Быстро кончился и второй бой, и обошлось на этот раз без крови, потому что решать там оказалось нечего. Тот, кто помоложе, отскочил от чужого огня, отскочил удачно и красиво, только пяткой стал за веревку, и тут Дементьев поднял руку, и все.
— Прохоров, — назвал он следующего, а отскочившего просто перестало быть на поле.
Еще стоял парень и еще пробовал говорить, доказывая, что попал туда не сам, а его вынесло, — и не слушал его никто, и толпа сомкнулась перед ним, и он пошел к автобусам мимо меня, глядя себе под ноги.

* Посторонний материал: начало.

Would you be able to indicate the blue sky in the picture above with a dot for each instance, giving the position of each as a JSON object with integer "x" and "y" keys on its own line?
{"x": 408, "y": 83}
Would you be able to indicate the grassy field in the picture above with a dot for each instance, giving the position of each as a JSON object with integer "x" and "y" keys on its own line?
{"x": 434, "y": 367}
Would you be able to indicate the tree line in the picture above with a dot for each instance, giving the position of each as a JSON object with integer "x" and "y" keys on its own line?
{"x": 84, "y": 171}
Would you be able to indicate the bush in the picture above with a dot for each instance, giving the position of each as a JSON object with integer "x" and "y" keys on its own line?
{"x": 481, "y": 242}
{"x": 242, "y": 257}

А в третьем бою тому, кто пониже, взяли и сломали руку на самой середине, и никто этого не остановил. Хруст я услышал от столбов, через головы, и потом слышал, как он кричит, коротко и не по-человечески. Дементьев подошел, посмотрел, взял его за запястье, повернул, отпустил и отступил обратно к веревке. Парня в круг вернули, и он остался, прижимая руку к животу, и достоял до конца левой, и его не вычеркнули.
Вот тогда я и понял, куда попал, и понял без всяких объяснений.
Уйти отсюда было можно, и уйти было просто, и никто бы мне за это слова не сказал. Автобусы стояли за фургонами, и дорога назад была та же самая, а до вечера меня домой все равно не пустят. А что там будет к вечеру, когда пустят? Придешь ты на свой двор, и будет там Захар у колодца, и будет Аглая с ключом, и будет за конюшней разбитый плац, где я двое суток загонял в себя то, чего в доме держать нельзя. И надолго ли меня хватит с таким приданым за пазухой? Только уйти отсюда я мог одним-единственным способом: пройти мимо вон того, вычеркнутого, и повторить его дорогу шаг в шаг, глядя себе под ноги.
Беловолосый вышел к барьеру не в свою череду, и вышел он тогда, когда его никто не звал и звать не собирался.